2. Tautomérie de l'acétylacétate d'éthyle
L'ester acétylacétique est un liquide incolore, d'odeur agréable, assez soluble dans l'eau. Il se présente, à l'état pur et dans les conditions normales de température et pression, comme un mélange en équilibre de deux formes tautomères (réaction 4) renfermant 92 p. 100 de forme cétonique (I) et 8 p. 100 de forme énolique chélatée (II). Ce mélange est appelé allélotrope. La vitesse d'équilibration dépend de la température mais surtout de la présence de catalyseurs. Une trace d'acide ou de base accélère la transformation réversible des deux formes (réactions 5).

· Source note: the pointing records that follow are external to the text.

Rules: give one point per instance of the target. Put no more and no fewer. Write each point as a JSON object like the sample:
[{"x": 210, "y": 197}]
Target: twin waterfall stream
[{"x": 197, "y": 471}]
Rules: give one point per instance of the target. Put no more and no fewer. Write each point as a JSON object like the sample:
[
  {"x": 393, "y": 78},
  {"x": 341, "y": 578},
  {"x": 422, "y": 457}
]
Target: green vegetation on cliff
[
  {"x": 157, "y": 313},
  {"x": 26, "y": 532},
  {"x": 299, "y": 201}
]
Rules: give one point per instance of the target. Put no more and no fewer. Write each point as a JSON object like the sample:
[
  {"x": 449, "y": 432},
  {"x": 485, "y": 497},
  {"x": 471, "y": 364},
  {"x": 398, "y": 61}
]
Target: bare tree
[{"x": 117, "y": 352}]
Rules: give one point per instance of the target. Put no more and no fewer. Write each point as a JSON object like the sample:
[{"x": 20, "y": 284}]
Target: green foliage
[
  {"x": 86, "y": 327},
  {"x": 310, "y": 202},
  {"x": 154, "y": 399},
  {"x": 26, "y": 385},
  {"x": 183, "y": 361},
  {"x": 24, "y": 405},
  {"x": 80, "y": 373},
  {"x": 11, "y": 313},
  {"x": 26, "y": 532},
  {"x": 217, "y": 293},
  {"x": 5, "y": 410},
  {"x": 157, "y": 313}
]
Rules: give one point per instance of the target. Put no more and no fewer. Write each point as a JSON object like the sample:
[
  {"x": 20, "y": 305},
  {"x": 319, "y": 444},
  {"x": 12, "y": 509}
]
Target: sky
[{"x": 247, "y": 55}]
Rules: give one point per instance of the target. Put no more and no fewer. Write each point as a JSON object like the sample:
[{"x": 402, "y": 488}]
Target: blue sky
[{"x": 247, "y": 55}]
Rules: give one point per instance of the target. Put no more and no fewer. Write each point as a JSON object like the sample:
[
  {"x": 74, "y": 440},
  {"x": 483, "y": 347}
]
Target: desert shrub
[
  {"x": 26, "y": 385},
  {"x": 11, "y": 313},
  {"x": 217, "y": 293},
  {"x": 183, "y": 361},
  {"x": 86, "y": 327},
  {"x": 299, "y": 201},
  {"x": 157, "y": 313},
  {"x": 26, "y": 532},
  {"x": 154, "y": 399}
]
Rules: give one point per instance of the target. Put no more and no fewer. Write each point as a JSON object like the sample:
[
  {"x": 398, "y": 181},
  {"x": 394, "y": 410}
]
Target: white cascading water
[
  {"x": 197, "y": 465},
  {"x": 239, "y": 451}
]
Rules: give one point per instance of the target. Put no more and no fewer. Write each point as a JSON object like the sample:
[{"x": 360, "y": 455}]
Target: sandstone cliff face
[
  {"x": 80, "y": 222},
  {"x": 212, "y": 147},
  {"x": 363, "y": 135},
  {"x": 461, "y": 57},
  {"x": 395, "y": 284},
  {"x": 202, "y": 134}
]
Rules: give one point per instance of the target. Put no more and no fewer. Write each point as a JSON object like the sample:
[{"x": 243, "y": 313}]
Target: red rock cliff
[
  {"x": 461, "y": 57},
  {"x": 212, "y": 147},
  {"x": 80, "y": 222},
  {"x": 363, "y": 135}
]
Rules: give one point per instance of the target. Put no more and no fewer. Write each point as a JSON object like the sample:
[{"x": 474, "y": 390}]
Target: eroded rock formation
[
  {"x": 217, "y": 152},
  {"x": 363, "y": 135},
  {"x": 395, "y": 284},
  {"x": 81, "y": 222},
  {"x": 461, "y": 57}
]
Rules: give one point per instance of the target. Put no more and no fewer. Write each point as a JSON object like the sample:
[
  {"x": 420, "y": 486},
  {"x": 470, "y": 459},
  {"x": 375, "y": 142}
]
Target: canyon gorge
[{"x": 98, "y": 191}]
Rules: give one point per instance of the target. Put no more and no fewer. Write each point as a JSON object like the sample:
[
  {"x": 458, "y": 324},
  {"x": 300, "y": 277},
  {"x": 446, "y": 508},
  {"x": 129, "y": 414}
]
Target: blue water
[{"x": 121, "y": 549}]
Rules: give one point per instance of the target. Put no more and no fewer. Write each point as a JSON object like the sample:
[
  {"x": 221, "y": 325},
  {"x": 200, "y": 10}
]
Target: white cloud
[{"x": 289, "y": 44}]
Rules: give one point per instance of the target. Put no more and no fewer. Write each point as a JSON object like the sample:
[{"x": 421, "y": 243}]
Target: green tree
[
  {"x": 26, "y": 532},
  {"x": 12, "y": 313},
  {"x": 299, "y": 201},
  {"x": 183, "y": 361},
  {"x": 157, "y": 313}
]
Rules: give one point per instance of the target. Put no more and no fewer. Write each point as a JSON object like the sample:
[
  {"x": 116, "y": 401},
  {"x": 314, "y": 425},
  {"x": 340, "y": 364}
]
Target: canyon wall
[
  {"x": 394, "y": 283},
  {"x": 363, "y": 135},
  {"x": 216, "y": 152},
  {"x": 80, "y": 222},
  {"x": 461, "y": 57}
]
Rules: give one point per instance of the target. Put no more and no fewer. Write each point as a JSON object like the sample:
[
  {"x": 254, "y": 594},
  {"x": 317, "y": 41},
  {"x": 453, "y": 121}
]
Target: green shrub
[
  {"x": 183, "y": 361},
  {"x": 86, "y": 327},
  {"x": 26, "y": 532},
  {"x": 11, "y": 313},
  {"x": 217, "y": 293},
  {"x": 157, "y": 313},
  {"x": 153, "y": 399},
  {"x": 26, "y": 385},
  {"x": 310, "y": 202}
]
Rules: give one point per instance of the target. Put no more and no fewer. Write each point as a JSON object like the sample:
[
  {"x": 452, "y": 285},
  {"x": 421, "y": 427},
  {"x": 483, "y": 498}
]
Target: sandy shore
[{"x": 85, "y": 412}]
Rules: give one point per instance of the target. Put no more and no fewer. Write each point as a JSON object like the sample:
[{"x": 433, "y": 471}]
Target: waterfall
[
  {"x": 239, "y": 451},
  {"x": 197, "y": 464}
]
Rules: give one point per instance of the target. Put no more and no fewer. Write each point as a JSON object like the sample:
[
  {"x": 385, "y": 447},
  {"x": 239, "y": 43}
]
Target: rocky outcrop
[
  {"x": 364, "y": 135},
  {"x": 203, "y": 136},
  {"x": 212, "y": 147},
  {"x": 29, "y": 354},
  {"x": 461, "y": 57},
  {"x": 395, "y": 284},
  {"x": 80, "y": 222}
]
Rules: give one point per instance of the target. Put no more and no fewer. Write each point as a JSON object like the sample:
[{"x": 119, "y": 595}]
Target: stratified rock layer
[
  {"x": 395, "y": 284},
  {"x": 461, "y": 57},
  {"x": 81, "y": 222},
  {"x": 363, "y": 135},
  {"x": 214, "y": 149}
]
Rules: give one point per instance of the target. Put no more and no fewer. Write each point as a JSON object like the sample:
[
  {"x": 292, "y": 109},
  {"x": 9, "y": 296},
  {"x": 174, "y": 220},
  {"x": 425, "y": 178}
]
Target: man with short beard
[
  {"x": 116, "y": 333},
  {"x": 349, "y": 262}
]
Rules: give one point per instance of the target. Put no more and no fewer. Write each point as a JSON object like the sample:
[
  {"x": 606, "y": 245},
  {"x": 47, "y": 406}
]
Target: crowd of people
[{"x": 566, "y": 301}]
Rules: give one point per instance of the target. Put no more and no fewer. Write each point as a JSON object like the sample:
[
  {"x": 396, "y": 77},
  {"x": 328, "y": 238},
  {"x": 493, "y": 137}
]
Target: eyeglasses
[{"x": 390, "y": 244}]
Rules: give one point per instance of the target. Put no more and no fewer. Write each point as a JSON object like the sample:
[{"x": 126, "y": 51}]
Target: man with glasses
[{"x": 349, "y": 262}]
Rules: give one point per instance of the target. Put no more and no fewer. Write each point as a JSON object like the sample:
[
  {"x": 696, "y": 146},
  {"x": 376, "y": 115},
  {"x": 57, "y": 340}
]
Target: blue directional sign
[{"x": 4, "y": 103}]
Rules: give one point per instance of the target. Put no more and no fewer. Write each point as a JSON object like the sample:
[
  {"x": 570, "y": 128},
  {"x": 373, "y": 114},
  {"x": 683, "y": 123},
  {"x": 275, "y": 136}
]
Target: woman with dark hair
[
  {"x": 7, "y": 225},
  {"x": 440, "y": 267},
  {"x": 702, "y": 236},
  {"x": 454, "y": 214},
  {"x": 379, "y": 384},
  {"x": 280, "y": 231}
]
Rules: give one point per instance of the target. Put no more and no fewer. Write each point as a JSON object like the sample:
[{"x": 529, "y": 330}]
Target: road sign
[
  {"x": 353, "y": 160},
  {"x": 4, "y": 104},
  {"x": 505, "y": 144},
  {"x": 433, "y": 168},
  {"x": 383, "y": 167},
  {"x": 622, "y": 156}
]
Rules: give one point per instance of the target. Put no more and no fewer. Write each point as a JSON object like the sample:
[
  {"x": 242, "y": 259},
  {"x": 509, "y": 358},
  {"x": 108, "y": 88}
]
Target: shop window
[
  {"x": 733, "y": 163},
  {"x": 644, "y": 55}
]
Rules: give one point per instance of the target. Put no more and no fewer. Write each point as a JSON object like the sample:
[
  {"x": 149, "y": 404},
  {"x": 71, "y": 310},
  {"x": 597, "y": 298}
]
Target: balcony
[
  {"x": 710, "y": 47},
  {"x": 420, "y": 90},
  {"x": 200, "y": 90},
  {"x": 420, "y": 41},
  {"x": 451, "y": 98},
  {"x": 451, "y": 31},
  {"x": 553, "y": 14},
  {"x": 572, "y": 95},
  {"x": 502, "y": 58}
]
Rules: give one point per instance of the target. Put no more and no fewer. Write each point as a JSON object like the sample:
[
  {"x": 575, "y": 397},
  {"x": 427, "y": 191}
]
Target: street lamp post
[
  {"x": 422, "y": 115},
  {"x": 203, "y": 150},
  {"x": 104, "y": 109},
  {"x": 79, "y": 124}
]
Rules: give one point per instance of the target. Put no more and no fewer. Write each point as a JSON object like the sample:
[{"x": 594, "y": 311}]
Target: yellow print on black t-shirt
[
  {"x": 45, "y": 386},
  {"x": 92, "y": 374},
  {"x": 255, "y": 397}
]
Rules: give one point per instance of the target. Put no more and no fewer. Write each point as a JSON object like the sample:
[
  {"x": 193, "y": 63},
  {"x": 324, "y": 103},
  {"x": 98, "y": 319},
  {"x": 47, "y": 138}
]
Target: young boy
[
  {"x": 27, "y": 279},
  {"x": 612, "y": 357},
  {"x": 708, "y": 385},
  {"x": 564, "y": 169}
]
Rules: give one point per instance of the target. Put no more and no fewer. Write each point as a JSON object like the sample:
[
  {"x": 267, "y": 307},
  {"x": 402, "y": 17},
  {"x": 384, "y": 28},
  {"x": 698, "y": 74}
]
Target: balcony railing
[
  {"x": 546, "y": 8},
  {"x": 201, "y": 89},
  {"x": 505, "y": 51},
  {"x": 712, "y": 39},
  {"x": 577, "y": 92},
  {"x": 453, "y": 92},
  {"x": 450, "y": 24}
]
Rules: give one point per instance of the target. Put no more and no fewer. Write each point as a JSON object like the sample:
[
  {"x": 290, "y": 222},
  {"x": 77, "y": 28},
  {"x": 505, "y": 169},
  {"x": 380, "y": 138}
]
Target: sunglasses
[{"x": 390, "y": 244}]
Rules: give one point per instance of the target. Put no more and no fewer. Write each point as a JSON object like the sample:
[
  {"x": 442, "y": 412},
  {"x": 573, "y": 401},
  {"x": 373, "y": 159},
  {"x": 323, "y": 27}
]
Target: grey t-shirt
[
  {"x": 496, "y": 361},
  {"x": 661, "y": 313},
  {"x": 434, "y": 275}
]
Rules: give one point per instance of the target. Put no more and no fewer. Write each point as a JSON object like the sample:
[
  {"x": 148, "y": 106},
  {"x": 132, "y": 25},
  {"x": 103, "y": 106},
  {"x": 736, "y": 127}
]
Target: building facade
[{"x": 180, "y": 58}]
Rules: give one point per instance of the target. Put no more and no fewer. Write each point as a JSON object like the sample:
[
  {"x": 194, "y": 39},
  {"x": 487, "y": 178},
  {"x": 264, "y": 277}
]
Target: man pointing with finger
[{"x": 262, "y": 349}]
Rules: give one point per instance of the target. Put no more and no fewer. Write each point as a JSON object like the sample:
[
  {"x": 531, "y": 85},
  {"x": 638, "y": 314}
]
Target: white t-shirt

En présence d'une trace d'acide, le catalyseur est l'acide conjugué (III) de la forme cétonique (réaction 5a) ; en présence d'une base, c'est l'anion énolate (IV) formé par arrachement du proton méthylénique acide (réaction 5b). En l'absence rigoureuse de catalyseur, la vitesse d'équilibration est relativement lente et l'on peut, par refroidissement brutal à − 78 0C d'une solution dans l'éther, obtenir la forme cétonique (I) cristallisée. La forme énolique peut être obtenue soit par distillation, sous pression très réduite dans une verrerie en silice (absence de l'alcalinité du verre), car elle est la plus volatile (chélation), soit par addition d'acide chlorhydrique gazeux et sec à une suspension, dans l'éther méthylique, du sel de sodium de l'ester : l'énolate (IV), anion ambident, se protone (acide dur) préférentiellement sur l'oxygène (base dure) plutôt que sur le carbone (base molle). Les solvants protiques favorisent la forme cétonique (99,5 p. 100 dans l'eau, 90 p. 100 dans l'éthanol) solvatable spécifiquement au niveau des fonctions carbonylées, tandis que, dans les solvants aprotiques, la forme énolique (interaction spécifique intramoléculaire) est un peu plus abondante (32 p. 100 dans le disulfure de carbone, 48 p. 100 dans l'hexane).